吳曈晃晃悠悠站起身,將這根樹幹往雪地中一杵,結結實實捅進了雪地之中。棍子的長度和粗細都合適,還算滿意。
緊接著又抽出棍子,邁出了第一步。
……吳曈頓住了腳。
第二棍下去,手感與第一棍截然不同。
雪地綿密,第一棍時他戳到了一塊堅硬的冰,然後就再也無法深入。
然而這一次,他似乎戳到了什麼軟綿綿的物體,像是柔軟的雪。但繼續用力,卻再也無法探入分毫。
吳曈稍稍抽出棍子,疑惑地又試著往那塊地方戳了幾下。
在最後一棍子下去時,忽然感覺手中的棍子被帶動著動彈了幾下,但吳曈的手並沒有再動,而是雪地下的東西在蛄蛹。
下一秒,雪地中傳來一道虛弱的低吟。
「……別戳我肚子了,再戳就真捅穿了。」
吳曈一愣,緊接著驚喜交加:「姜老師!!!」
五分鐘後,吳曈遞給姜珩一隻手,用盡了最後一絲力氣,把姜珩從雪坑中拉出來。
「姜老師,我還以為我找不到你了。
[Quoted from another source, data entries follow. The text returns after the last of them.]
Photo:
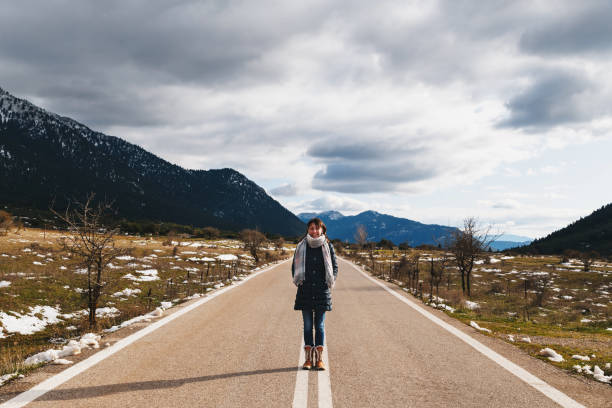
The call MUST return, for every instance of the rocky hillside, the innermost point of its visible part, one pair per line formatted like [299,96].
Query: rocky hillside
[44,156]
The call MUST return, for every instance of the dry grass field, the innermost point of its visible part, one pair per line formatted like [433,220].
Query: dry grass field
[533,302]
[43,292]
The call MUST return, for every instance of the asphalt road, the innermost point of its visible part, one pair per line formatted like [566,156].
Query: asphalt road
[242,349]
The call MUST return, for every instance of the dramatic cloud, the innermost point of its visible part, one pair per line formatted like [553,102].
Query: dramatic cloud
[386,103]
[555,98]
[284,190]
[578,28]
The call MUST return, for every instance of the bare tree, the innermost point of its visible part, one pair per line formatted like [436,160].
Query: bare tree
[540,284]
[280,245]
[361,236]
[437,267]
[93,244]
[210,232]
[253,241]
[413,276]
[467,245]
[6,222]
[587,259]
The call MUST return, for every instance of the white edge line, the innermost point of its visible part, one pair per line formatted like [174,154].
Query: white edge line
[58,379]
[546,389]
[325,395]
[300,394]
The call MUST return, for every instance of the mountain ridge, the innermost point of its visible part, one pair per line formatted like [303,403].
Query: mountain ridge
[44,155]
[378,226]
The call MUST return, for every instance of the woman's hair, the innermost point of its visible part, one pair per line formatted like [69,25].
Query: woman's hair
[318,223]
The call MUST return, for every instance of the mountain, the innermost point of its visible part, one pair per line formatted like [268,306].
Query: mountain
[514,238]
[501,245]
[590,233]
[44,156]
[379,226]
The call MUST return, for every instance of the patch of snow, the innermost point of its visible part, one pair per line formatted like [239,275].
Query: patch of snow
[227,257]
[551,354]
[125,258]
[146,318]
[29,323]
[471,305]
[477,327]
[72,348]
[126,292]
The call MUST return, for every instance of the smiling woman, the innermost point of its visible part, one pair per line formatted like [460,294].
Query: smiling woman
[314,272]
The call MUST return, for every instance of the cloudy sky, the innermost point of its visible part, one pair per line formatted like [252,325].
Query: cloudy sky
[429,110]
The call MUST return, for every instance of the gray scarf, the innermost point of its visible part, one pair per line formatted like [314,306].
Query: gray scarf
[299,260]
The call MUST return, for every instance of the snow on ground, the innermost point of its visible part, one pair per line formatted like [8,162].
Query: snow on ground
[477,327]
[125,258]
[551,354]
[126,292]
[72,348]
[146,318]
[146,275]
[597,372]
[227,257]
[7,377]
[204,259]
[28,323]
[471,305]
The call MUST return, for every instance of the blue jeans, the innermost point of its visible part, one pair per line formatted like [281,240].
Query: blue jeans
[319,320]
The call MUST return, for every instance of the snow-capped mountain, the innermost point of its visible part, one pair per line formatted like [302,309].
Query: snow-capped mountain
[379,226]
[45,156]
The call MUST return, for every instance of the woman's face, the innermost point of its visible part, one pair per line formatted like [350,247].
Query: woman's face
[314,231]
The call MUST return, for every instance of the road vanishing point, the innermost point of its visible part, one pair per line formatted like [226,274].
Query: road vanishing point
[241,346]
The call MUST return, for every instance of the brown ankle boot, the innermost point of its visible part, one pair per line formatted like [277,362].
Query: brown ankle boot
[308,363]
[319,358]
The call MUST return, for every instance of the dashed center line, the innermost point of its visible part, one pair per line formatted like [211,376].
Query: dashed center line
[300,395]
[546,389]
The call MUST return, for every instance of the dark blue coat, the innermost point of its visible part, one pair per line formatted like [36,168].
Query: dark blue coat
[313,293]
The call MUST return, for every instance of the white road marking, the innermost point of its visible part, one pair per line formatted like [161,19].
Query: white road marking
[551,392]
[58,379]
[325,399]
[300,394]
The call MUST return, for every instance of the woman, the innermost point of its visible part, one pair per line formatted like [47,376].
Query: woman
[314,272]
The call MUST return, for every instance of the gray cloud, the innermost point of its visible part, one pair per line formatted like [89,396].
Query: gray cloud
[284,190]
[572,31]
[369,166]
[99,62]
[553,98]
[233,83]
」吳曈含著哭腔撲到了姜珩懷中,險些把他撞回雪坑之中。
姜珩忍住通身被鐵錘擊打過後一般的痛,撫了撫吳曈套著羽絨服帽子的腦袋,柔聲安慰。
「別哭,這不是找到了嗎?」
他環顧了一圈四周的環境,看著不遠處的吳曈爬出來的雪坑和坑後枝丫橫斜的杉樹,眼中划過一絲明了。
「被衝下來時我大概被杉樹的枝幹接了一下,得到緩衝,這才沒能離你太遠。」他垂眸看吳曈,勉強勾起的故作輕鬆的笑意之中含著無奈和慶幸,「如果不是被你戳了幾下,我本來還昏迷著,你是我的小福星。」
「所以小福星別哭啦,福星高照閃爍,有你在,我們一定會平安回去的。」
吳曈埋在他的頸間,低低地應了一聲。
「嗯。」
他忽然感受到姜珩身上除了淺淡松木香之外,一股若有似無的血腥味。吳曈眉心一蹙,還沒來得及仔細辨別,姜珩就神態自若地鬆開了懷抱。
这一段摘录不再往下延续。